At least 16 civilians have lost their lives and several others sustained injuries in clashes between government troops and armed rebel forces in South Sudan, official reports say.
The United Nations Mission in South Sudan (UNMISS) said in a statement that the fighting had stemmed from a Sunday ambush of the South Sudanese government troops near the country’s second largest city of Wau and had led to clashes the following day.
“The Mission mounted two patrols into Wau on Monday and said it had observed the bodies of 16 civilians in a hospital. There were ten people who had been injured,” the statement said.
Reports said at least 3,000 residents of Wau, mostly women and children, had sought shelter in a Catholic church, while another 84 took refuge at a UN protection site to escape the killings.
Wau is located in a region that has repeatedly changed hands between government troops and rebels loyal to former vice president Riek Machar since the country plunged into civil war in 2013.
The city is some 650 kilometers from the capital Juba.
UNMISS noted that troops, tanks and equipment from Sudan People’s Liberation Army (SPLA) had been deployed to areas controlled by the rebels in the southwestern part of Wau last week.
South Sudan gained independence in July 2011, but descended into a bloody civil war in December 2013, when President Salva Kiir accused Machar of plotting a coup against him. The two sides then got involved in a cycle of retaliatory killings that have split the impoverished country along ethnic lines between the rival communities of Dinka and Nuer, killing thousands of people.

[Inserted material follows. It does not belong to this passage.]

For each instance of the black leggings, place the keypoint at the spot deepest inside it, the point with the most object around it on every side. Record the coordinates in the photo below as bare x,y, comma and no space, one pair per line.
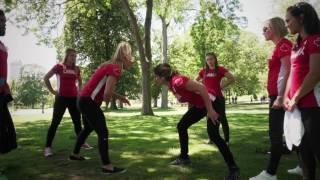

A peace agreement convinced Machar to return to Juba, but a new wave of fighting broke out again in the African country in July 2016.
Machar is currently in exile in South Africa after fleeing the new spate of violence. Numerous international attempts to reach a truce between the warring sides have failed.
The persisting conflict has so far killed tens of thousands of people, displaced millions of others from their homes, divided much of the population along ethnic lines and crippled agriculture. According to the United Nations, the impoverished country is also facing famine.